Leadership: The Brass Go Begging In Brazil


December 1, 2007: After two decades of good behavior (no taking over the government), Brazils generals and admirals are asking for money to replace aging, and increasingly non-functional, equipment. Although Brazil (the largest and most populous nation in Latin America) has the largest military (290,000 troops), it's weapons and equipment are pathetic. More to the point, most of their stuff is barely operational, if at all. For example, less than half the navy's ships (10 out of 21) are operational. Nearly 90 percent of air force planes are 15 or more years old. Low pay makes it difficult for the air force to retain technicians and aircraft maintainers.

But what is most likely to get the military more money is a growing concern, among civilians and the troops, that some of the neighbors are of a mind to rearrange some national borders, especially where it concerns the Amazon river basin (which is shared with Peru, Colombia and Venezuela). Brazilian officers see Venezuela starting an arms race, and feel they are one of the targets for all these new weapons.
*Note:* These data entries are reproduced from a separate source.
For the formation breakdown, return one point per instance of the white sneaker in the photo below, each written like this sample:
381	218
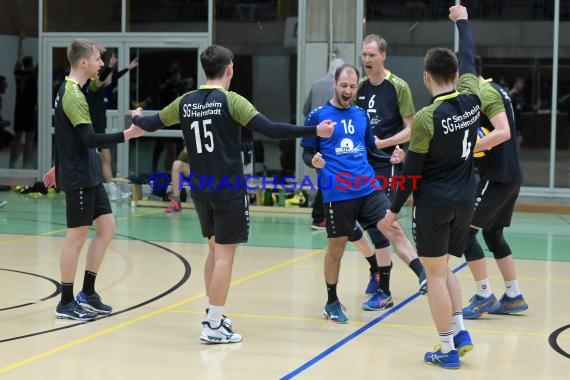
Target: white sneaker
222	334
225	320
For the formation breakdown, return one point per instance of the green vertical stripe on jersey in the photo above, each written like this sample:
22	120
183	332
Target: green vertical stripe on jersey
74	104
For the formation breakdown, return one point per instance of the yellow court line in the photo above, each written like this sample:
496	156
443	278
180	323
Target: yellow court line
148	315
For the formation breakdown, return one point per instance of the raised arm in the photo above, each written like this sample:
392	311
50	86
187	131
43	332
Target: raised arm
458	14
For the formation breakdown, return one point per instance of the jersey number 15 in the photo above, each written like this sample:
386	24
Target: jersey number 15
208	136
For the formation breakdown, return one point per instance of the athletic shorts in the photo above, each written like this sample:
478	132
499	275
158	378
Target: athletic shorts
227	220
441	230
83	206
495	204
343	215
387	172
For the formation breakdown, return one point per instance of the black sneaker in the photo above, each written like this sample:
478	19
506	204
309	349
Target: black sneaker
73	310
93	303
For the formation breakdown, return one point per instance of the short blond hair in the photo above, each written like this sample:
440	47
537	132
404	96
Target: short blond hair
380	42
81	48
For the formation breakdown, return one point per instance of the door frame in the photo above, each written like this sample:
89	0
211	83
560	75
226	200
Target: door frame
115	118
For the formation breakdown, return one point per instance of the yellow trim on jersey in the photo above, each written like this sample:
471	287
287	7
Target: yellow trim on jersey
211	86
445	97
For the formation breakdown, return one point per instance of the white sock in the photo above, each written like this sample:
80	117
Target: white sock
512	288
446	339
214	317
484	288
457	322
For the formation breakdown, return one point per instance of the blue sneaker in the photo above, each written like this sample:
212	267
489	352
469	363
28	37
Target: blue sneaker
509	305
72	310
462	342
335	312
373	284
93	303
478	306
449	360
379	301
423	282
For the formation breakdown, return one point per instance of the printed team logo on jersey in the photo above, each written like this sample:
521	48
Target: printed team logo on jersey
346	146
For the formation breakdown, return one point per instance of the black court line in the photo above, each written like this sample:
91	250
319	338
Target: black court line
553	341
184	279
55	293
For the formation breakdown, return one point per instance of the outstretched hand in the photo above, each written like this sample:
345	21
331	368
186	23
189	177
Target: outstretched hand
457	12
325	128
134	131
318	161
137	112
398	155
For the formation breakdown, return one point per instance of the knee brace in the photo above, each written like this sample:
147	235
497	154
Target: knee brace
497	243
378	239
473	251
357	235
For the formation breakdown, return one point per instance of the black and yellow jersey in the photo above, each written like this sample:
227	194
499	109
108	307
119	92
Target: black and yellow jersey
77	165
386	104
500	164
446	132
211	120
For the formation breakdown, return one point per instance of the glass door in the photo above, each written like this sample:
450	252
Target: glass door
157	69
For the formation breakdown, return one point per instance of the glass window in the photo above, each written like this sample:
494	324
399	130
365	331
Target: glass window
409	29
167	15
19	85
82	16
521	61
257	33
163	75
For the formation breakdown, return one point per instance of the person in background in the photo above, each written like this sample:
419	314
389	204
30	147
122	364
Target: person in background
387	99
25	113
96	96
179	166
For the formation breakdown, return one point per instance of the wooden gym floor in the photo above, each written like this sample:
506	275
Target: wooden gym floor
152	275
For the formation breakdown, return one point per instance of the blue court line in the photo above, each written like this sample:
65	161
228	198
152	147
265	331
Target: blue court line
358	332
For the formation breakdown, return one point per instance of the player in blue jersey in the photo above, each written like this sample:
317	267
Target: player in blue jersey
350	189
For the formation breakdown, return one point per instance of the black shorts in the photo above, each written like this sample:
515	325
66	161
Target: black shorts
441	230
227	220
495	204
386	173
343	215
83	206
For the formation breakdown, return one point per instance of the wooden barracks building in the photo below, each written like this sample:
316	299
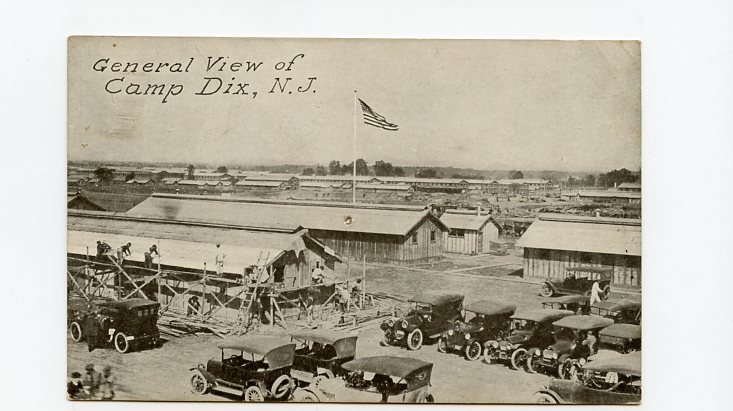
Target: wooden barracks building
377	233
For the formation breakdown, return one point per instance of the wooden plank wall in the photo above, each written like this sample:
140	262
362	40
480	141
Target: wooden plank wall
540	263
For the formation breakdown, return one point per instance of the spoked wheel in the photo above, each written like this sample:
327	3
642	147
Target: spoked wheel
546	290
414	340
199	386
542	398
473	351
253	394
518	359
532	363
121	343
442	345
76	334
281	387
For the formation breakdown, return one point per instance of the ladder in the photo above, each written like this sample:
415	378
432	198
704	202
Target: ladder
251	294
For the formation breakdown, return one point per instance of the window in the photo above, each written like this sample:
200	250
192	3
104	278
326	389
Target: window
457	233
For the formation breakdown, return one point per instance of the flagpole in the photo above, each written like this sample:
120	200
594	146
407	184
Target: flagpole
353	183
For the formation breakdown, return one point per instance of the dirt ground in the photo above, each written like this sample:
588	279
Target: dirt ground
162	374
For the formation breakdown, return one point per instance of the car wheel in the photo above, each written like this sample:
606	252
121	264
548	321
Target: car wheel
121	343
473	351
414	340
199	385
574	372
532	363
253	394
442	345
76	334
281	387
301	395
546	291
542	398
519	358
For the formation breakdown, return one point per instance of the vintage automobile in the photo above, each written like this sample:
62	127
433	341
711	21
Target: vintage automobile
430	315
376	379
319	355
612	381
490	321
568	349
255	369
529	329
124	324
579	280
620	311
579	304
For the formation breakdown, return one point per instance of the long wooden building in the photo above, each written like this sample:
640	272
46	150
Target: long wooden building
554	243
377	233
469	233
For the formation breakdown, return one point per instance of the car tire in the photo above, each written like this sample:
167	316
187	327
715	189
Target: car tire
121	343
199	385
76	333
442	345
518	359
546	291
301	395
282	386
543	398
414	340
531	368
253	394
473	350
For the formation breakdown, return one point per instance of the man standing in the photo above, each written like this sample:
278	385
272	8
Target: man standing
219	262
595	293
92	381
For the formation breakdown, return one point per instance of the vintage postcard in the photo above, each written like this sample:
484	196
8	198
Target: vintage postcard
354	220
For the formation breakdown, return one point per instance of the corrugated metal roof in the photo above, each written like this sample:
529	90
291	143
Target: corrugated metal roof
242	212
464	222
603	236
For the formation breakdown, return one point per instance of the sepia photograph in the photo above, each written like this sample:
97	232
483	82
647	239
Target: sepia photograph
354	220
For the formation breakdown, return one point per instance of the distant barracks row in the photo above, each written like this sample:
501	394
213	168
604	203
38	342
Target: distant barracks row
396	234
234	180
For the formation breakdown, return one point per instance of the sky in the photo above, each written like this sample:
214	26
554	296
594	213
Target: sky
484	104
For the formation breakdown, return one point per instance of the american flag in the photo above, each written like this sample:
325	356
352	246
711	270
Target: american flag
372	118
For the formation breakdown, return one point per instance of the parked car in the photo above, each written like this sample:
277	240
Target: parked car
430	315
579	304
620	311
612	381
529	329
123	324
255	369
319	355
579	280
570	333
376	379
490	321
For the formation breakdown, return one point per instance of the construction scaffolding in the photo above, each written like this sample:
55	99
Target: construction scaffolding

Brazil has not got a lot of oil, although recently discovered deposits might yield a trillion dollars worth of oil and gas. But that new stuff won't start generating a lot of cash for a decade, and right now, the military would like some new rifles, trucks and machine-guns. Defending the Amazon would require a lot of aircraft, helicopters and small patrol boats. Most worrisome to the Brazilian Air Force is Venezuela buying top line jet fighter (Russian Su-30s). Brazil has nothing to match two dozen of these jets. A handful of 1980s vintage Mirages, and dozens of 1970s era F-5s would get chewed up pretty fast by these modern Russian fighters.

Then again, it makes no sense to attack the largest country in South America. Those who have tried it in the past, have regretted it. But Venezuela is currently run by a guy with a big wallet, big plans and a big mouth. That's what usually precedes a pointless military adventure. Brazil has to be ready, but is unsure how much "ready" it can afford.